Andrés Vargas-Luna, Riccardo Benifei, Luca Solari, Gertjan Geerling, Mijke van Oorschot
Friday 3 july 2015
14:30 - 14:45h at North America (level 0)
Themes: (T) Hydro-environment, (ST) Ecohydraulics and ecohydrology
Parallel session: 16F. Environment - Ecohydraulic
The study of the influence of vegetation on hydraulic risk is of primary importance in river planning and decision making. In this work, we investigate the effects of channel and riparian vegetation on the catastrophic flood event that occurred on 25/10/2011 in the river Magra, (Tuscany region, Italy). This 200-year-return-period flood had produced the loss of many human lives and enormous material damages, especially in the town of Aulla.

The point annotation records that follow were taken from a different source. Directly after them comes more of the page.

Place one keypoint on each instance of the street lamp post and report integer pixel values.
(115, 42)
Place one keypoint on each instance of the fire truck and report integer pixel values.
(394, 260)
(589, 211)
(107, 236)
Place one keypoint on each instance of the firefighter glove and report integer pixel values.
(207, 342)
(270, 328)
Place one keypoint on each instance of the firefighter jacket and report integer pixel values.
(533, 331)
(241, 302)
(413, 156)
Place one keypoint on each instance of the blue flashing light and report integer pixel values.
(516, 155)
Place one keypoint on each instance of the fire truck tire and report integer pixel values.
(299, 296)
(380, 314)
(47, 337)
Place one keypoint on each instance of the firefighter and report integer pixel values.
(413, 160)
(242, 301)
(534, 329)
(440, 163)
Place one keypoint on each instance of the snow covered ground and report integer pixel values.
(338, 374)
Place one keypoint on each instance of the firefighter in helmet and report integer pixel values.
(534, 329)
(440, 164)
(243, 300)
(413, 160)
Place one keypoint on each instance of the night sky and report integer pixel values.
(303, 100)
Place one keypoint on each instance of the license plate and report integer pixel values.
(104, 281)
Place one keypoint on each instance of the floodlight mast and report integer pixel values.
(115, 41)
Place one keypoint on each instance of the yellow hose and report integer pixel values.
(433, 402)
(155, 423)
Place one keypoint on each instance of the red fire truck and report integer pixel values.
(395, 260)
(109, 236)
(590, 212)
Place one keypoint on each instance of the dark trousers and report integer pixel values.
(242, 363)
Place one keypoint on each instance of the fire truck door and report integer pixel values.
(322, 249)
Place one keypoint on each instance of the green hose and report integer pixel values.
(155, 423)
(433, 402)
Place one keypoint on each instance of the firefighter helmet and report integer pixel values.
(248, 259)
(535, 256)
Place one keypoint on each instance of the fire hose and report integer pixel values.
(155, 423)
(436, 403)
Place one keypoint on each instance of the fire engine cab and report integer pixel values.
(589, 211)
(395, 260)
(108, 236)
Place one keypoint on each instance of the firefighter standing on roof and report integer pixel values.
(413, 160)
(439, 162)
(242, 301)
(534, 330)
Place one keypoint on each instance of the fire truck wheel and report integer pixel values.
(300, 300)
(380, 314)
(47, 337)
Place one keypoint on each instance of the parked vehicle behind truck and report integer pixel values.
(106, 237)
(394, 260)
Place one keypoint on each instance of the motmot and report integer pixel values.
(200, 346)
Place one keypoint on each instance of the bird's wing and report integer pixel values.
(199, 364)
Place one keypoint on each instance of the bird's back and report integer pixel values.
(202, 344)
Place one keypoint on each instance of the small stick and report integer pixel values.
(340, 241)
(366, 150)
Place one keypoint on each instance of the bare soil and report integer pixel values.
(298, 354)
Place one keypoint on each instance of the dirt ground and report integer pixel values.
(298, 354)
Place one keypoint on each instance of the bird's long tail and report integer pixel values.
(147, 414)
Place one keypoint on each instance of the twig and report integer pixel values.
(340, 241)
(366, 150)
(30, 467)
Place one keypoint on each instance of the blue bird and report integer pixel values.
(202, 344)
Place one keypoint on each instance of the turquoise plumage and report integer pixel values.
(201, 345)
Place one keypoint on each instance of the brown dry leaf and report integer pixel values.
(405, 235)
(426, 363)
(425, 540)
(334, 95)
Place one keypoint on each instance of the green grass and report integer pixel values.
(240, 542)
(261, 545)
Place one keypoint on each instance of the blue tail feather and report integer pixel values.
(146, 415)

Preliminary hydraulic studies, carried out with 1D models, showed that riparian vegetation located on the floodplain strongly influenced the flood by increasing the water levels of about 0.8 m in the river reach facing the town of Aulla, thus producing overflow of the embankments and flooding of large urbanized areas. Based on these results, the Tuscany region decided to remove the floodplain vegetation as a preventive action. Ecological damages and major changes in river morphodynamics were reported after removing the riparian vegetation. This work addresses the effectiveness of different flood mitigation strategies by using a more detailed hydrodynamic model, i.e. the 2D morphological model Delft3D which includes a sub-model for evaluating the presence of various species of vegetation in different areas of the river.